Smiley v. Provident Life & Trust Co.

Cardwell, J.,

delivered the opinion of the Court.

This is a writ of error to a judgment of the Circuit Court *788of Augusta county, awarding a new trial to one of the defendants in an action of ejectment theretofore pending and determined in that court.

The action was brought by plaintiffs in error in March, 1897, against the defendant in error (The Provident Life and Trust Company of Philadelphia), the Virginia Iron Investment Company, J. Harry Lee, and Stephen Lee to recover 26 48ths interest in a tract of land situated in Augusta county, known as the “Bare Ore Bank” or the “Bare Bank Property.” Several years prior to the institution of the suit the whole of the property was claimed to be owned by J. Harry Lee and Stephen Lee (claiming the surface right), and a man by the name of Joslyn (claiming the mineral right) ; so that Joslyn, the said Lee and plaintiffs in error here claimed under one and the same source of title. Joslyn, by deed duly recorded in Augusta county, conveyed his title (such as it was), to the Virginia Iron Investment Company, which in turn executed a deed of trust upon the property, conveying the Joslyn title to the defendant in error, a corporation, in trust to secure payment of $250,000 evidenced by bonds issued by the Virginia Iron Investment Company. Hpon the institution of this suit process was served upon the Virginia Iron Investment Company in person, but it appearing that the defendant in error and the said Lees were nonresidents of the Commonwealth of Virginia, the process upon them was served by order of publication duly executed and matured.

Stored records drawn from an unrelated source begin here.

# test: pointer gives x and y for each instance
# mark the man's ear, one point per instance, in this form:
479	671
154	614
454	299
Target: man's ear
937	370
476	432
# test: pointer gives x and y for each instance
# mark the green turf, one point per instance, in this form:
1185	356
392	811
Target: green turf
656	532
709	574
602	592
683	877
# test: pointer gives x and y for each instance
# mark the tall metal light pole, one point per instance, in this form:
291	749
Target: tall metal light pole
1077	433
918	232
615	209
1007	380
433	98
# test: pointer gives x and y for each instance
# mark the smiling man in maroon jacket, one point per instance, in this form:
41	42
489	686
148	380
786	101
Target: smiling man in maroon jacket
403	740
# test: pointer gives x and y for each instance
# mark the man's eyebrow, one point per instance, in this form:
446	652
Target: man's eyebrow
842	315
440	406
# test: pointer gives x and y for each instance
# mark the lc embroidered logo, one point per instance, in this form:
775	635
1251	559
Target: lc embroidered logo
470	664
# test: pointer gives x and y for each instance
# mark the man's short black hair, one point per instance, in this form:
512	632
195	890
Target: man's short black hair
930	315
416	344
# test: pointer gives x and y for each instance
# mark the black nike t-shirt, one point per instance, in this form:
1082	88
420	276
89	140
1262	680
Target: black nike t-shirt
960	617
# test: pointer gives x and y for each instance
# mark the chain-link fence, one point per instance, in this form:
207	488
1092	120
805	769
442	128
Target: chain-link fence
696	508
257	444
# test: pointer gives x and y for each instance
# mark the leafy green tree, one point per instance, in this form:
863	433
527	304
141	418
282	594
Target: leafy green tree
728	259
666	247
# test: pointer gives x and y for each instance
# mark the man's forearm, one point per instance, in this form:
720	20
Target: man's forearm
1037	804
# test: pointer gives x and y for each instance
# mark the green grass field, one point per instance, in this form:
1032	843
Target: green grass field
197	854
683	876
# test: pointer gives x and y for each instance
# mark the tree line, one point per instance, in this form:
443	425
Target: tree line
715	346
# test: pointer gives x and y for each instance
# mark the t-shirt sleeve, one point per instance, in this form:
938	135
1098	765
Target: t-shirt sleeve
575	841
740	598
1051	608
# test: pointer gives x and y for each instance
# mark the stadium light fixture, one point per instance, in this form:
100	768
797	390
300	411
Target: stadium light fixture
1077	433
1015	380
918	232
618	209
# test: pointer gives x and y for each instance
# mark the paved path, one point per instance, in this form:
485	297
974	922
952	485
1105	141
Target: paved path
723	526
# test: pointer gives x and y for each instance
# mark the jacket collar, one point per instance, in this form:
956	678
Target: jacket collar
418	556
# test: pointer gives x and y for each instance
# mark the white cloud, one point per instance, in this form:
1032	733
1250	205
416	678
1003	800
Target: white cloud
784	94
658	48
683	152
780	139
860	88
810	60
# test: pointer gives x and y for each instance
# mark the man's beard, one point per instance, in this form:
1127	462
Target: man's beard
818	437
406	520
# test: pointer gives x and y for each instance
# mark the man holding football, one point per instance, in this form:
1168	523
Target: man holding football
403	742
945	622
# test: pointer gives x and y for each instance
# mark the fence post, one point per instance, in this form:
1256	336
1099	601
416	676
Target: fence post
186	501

At a trial of the cause on the 81st day of May, 1889, plaintiffs in error recovered a judgment against all of the defendants for various undivided interests in said tract of land, aggregating 26 48ths thereof, also for their costs, and the suit was stricken from the docket as an ended cause.

On May 10, 1901, the defendant in error filed its petition in the Circuit Court of Augusta county, reciting the foregoing facts, denying it had ever appeared to defend the said action, and praying that the said cause be reopened and reheard, and *789that the judgment theretofore rendered therein he set aside and annulled. Upon a hearing on this petition, the answer of plaintiffs in error thereto and an agreed statement of the evidence, based upon the only ground of defense that plaintiffs in error were allowed to make to the petition, the prayer of the petition to rehear was granted, the judgment in ejectment set aside as to defendant in error, and it was permitted to plead or otherwise make defense to the original declaration in ejectment. It is to that judgment this writ of error was awarded.

That this court had not jurisdiction to award a writ of error to the ruling complained of, unless it is a final determination of the rights of the parties within the meaning of a final judgment, does not admit of argument. Codes of Virginia (1887, 1904), section 3454. Lockridge v. Lockridge, 1 Va. Dec. 61; Rogers’ Admr. v. Bertha Zinc Co., 1 Va. Dec. 827; Tucker v. Sandidge, 11 Va. L. J. 107; Priddy & Taylor v. Hartsook, 81 Va. 67.

This ruling is not, in the opinion of the court, a final judgment within the meaning of these words. It leaves the original action of ejectment to be yet tried and determined as between plaintiffs in error and the defendant in error upon the issues yet to be made up on the plea of the general issue or other defense made by the defendant in error pursuant to the Tuling of the Circuit Court awarding it a new trial. As to what may be the ultimate determination of the rights of the parties we can, in the present situation of the case, know nothing judicially. Non constat but that at a trial of the issue or issues between the parties plaintiffs in error will prevail, in which event they would not be prejudiced by the ruling here complained of. On the other hand, if defendant in error should prevail, a writ of error to the final judgment of the Circuit Court in its favor would bring under the review of this court not only that final judgment, but first the ruling of the Circuit Court awarding defendant in error a new trial which it is designed to have reversed upon this writ of error, and which is a judgment in no sense final in its character.

*790The application of plaintiffs in error to this court, therefore, was premature, and the writ of error must he dismissed as improvidently awarded.